Seattle, Washington, USA: Springer.
See Also
MVNcov,
rrvglm,
CommonVGAMffArguments,
Links,
vglm.
Examples
## Example 1. Comparing the Engle -- Granger procedure carried oud by two procedures.
## ECM.EngleGran() makes easier the fitting process.
## Here, we will use:
## A) The R code 4.2, in Chapter 4, Pfaff (2011).
## This code 1) generates artificial data and 2) fits an ECM, following
## the Engle --Granger procedure.
## B) The ECM.EngleGran() family function to fit the same model assuming
## bivariate normal innovations.
## The downside in the R code 4.2 is the assumption of no--correlation among
## the errors. These are generated indenpendently.
## A)
## STEP 1. Set up the data (R code as in Pfaff (2011)).
nn <- 100
set.seed(123456)
e1 <- rnorm(nn) # Independent of e2
e2 <- rnorm(nn)
y1 <- cumsum(e1)
y2 <- 0.6 * y1 + e2
lr.reg <- lm(y2 ~ y1)
error <- residuals(lr.reg)
error.lagged <- error[-c(nn - 1, nn)]
dy1 <- diff(y1)
dy2 <- diff(y2)
diff.dat <- data.frame(embed(cbind(dy1, dy2), 2))
colnames(diff.dat) <- c('dy1', 'dy2', 'dy1.1', 'dy2.1')
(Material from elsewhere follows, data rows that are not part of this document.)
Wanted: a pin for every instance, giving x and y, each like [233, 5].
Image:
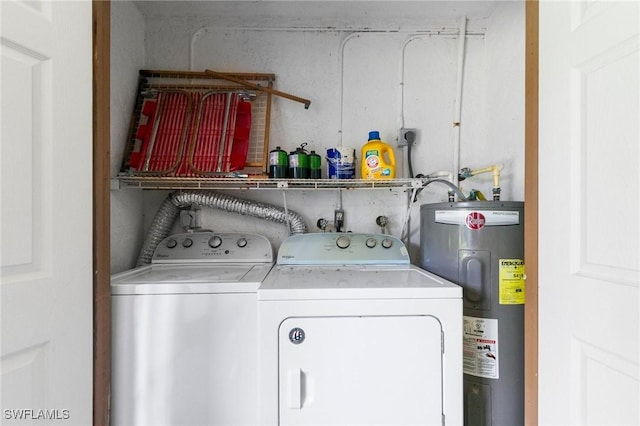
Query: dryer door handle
[295, 387]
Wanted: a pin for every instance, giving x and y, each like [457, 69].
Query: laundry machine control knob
[343, 242]
[215, 241]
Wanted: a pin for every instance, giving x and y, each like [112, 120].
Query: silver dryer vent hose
[170, 208]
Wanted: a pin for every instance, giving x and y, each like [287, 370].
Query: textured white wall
[127, 57]
[311, 63]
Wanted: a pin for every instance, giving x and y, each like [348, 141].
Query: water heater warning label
[480, 347]
[511, 282]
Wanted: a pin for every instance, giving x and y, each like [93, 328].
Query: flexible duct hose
[176, 201]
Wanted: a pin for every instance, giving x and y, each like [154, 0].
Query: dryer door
[372, 370]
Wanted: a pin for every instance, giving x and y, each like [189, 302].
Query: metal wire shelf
[169, 183]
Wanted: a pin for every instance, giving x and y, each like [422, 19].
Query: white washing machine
[184, 346]
[352, 334]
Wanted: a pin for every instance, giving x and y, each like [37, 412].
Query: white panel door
[46, 222]
[383, 370]
[588, 213]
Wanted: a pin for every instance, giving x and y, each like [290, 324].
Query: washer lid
[190, 278]
[355, 282]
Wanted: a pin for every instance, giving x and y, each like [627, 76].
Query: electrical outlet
[407, 136]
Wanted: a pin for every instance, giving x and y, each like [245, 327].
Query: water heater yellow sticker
[511, 281]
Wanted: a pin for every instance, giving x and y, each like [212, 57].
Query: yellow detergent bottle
[378, 161]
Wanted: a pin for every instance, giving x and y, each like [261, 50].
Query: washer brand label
[477, 219]
[474, 220]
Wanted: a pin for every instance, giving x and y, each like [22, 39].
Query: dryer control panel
[213, 247]
[342, 249]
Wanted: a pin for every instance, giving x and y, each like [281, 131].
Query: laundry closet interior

## STEP 2. Fit the ECM model, using lm(), R code as in Pfaff (2011).
ecm.reg <- lm(dy2 ~ error.lagged + dy1.1 + dy2.1, data = diff.dat)
summary(ecm.reg)
## B) Now, using ECM.EngleGran() and VGLMs, the steps at A) can be skipped.
## Enter the I(1)--variables in the response vector only, putting down the
## the dependent variable from the I(1) set, i.e. y2, in the second column.
coint.data <- data.frame(y1 = y1, y2 = y2)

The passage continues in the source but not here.